On rare occasions, you can use small positive values (which evaluate to a probability greater than 1) to increase the chance of a word being recognized. Caution: if the positive value is too large, this may overpower the acoustic model and skew recognition in favor of the item beyond the intended weight.
Recognition results
When you use a wordlist grammar, Recognizer reports the recognized item in the SWI_literal and SWI_meaning keys. The following example shows recognition of the word "Mark_Fanta" (the tag format is swi-semantics):
<?xml version='1.0'?>
<result>
<interpretation grammar="MyWordlistGrammar" confidence="98">
<input mode="speech">
mark_fanta
</input>
<instance>
<SWI_meaning>
mark_fanta
</SWI_meaning>
<SWI_literal>
Mark_fanta
</SWI_literal>
<SWI_grammarName>
MyWordlistGrammar
</SWI_grammarName>
</instance>
</interpretation>
</result>
Performance considerations
Because wordlist grammars do not require XML parsing, they compile more quickly than XML grammars of similar size. However, wordlist grammars do not recognize input as quickly as XML grammars.

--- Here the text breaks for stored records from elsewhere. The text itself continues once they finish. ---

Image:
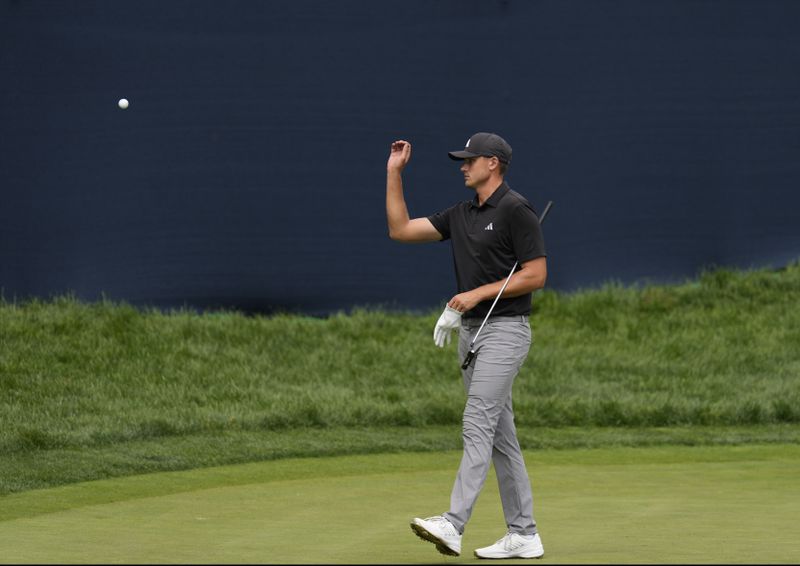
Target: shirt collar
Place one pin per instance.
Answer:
(495, 198)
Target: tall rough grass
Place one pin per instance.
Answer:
(716, 351)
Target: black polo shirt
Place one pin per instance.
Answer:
(486, 242)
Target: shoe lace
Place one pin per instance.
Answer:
(510, 542)
(443, 522)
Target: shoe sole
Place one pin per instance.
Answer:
(506, 557)
(428, 537)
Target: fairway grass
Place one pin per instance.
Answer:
(665, 504)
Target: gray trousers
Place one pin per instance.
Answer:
(488, 427)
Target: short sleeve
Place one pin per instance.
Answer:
(526, 235)
(441, 221)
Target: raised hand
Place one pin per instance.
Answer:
(399, 156)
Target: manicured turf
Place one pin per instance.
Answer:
(613, 505)
(83, 387)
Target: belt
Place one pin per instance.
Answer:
(475, 322)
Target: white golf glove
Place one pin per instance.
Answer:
(450, 320)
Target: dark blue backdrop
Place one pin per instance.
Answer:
(249, 170)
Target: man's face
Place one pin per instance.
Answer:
(476, 170)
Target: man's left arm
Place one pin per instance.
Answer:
(530, 277)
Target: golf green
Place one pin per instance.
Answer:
(616, 505)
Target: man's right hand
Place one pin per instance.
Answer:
(399, 156)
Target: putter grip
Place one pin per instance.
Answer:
(545, 211)
(468, 359)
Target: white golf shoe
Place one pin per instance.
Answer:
(440, 532)
(513, 545)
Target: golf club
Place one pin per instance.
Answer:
(471, 354)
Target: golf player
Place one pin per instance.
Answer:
(488, 233)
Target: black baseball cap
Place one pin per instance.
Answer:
(484, 144)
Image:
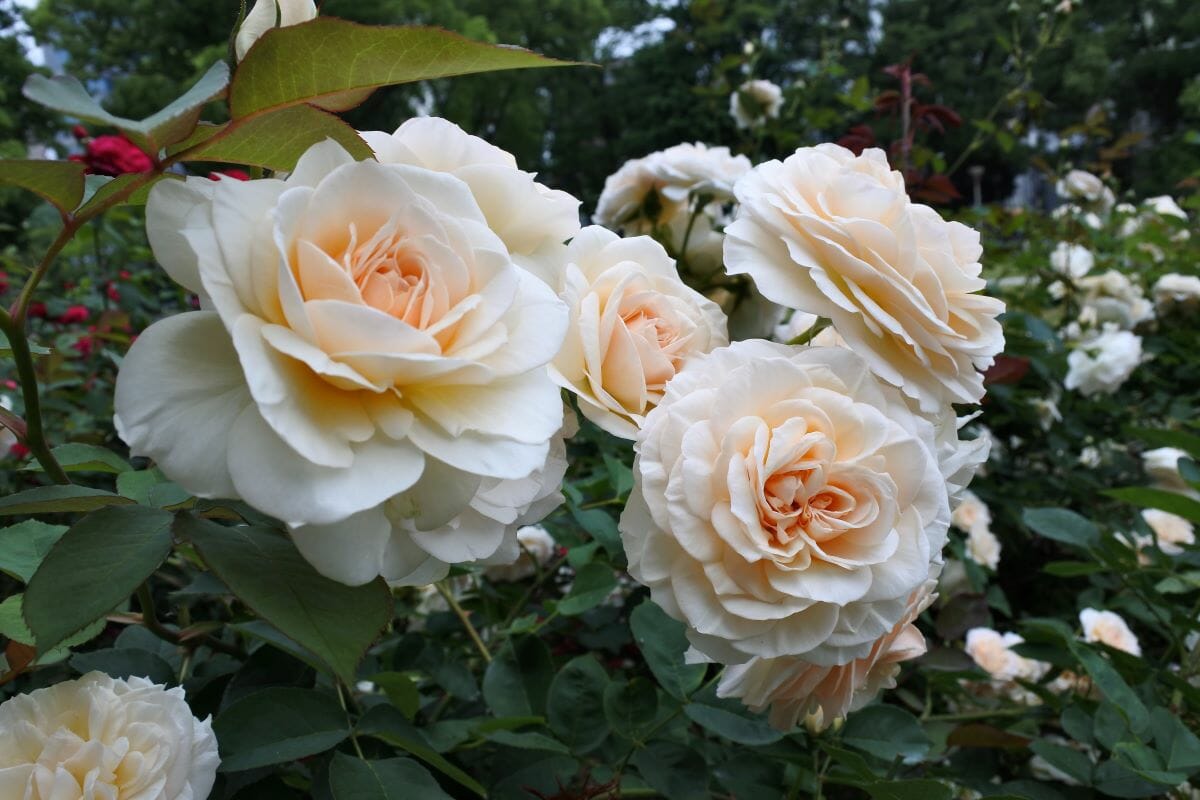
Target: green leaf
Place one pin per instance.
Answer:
(630, 707)
(887, 732)
(345, 61)
(58, 182)
(575, 704)
(335, 621)
(23, 547)
(277, 139)
(592, 584)
(1111, 685)
(53, 499)
(676, 771)
(77, 457)
(742, 729)
(96, 565)
(663, 643)
(175, 121)
(1149, 498)
(277, 725)
(125, 662)
(388, 725)
(517, 679)
(394, 779)
(1062, 525)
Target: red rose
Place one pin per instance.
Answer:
(114, 155)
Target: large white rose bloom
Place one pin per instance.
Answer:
(533, 221)
(786, 503)
(634, 325)
(1102, 362)
(821, 695)
(369, 368)
(103, 739)
(754, 102)
(657, 194)
(834, 234)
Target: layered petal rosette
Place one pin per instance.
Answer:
(634, 325)
(786, 503)
(834, 234)
(796, 690)
(369, 366)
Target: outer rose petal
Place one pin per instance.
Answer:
(179, 389)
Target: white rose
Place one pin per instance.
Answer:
(262, 18)
(634, 325)
(1072, 260)
(821, 695)
(1171, 531)
(1175, 289)
(754, 102)
(834, 234)
(533, 221)
(369, 332)
(537, 549)
(785, 504)
(97, 738)
(1108, 627)
(1102, 362)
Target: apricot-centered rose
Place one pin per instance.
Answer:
(634, 325)
(786, 503)
(369, 364)
(834, 234)
(97, 738)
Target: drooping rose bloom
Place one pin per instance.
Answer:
(834, 234)
(370, 366)
(821, 695)
(634, 325)
(103, 739)
(786, 503)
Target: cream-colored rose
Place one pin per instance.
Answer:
(786, 503)
(103, 739)
(267, 14)
(821, 695)
(755, 102)
(1072, 260)
(1171, 531)
(533, 221)
(834, 234)
(370, 365)
(634, 325)
(537, 549)
(1108, 627)
(1103, 361)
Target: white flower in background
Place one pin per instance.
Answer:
(1175, 289)
(821, 695)
(634, 325)
(1108, 627)
(834, 234)
(1171, 531)
(103, 739)
(537, 551)
(1113, 298)
(267, 14)
(755, 102)
(1072, 260)
(658, 194)
(1102, 362)
(533, 221)
(1163, 465)
(371, 372)
(1086, 190)
(785, 504)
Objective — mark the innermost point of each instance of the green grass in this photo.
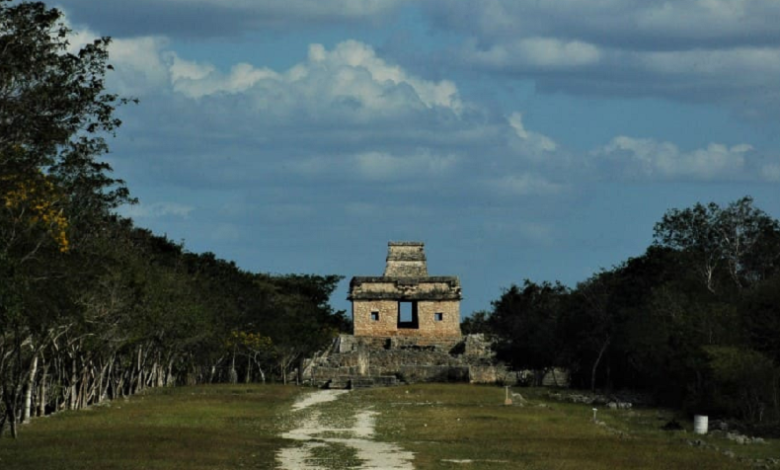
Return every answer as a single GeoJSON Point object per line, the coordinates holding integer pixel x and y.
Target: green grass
{"type": "Point", "coordinates": [236, 427]}
{"type": "Point", "coordinates": [453, 422]}
{"type": "Point", "coordinates": [194, 428]}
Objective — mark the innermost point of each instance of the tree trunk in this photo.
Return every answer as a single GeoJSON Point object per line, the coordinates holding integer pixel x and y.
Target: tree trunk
{"type": "Point", "coordinates": [42, 391]}
{"type": "Point", "coordinates": [29, 389]}
{"type": "Point", "coordinates": [596, 365]}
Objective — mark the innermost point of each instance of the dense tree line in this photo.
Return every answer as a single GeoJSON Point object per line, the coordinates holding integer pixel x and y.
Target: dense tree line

- The best use for wordlist grammars is for large lists of words that are only occasionally needed, because the savings in CPU compilation cycles is significant in relation to the added cost during recognition.
- A large list that is used frequently would not be a good candidate for a wordlist grammar, because the recognition costs would add up over time.
Parameters that set grammar optimization levels have no effect on wordlist grammars. For example, swirec_optimization is ignored.
Although the wordlist grammar does not require XML parsing, any specified user dictionaries will be written with XML and can slow the grammar’s compilation. To avoid this problem, precompilation of pronunciation dictionaries with the make_dict utility is strongly recommended (see Compiling a user dictionary).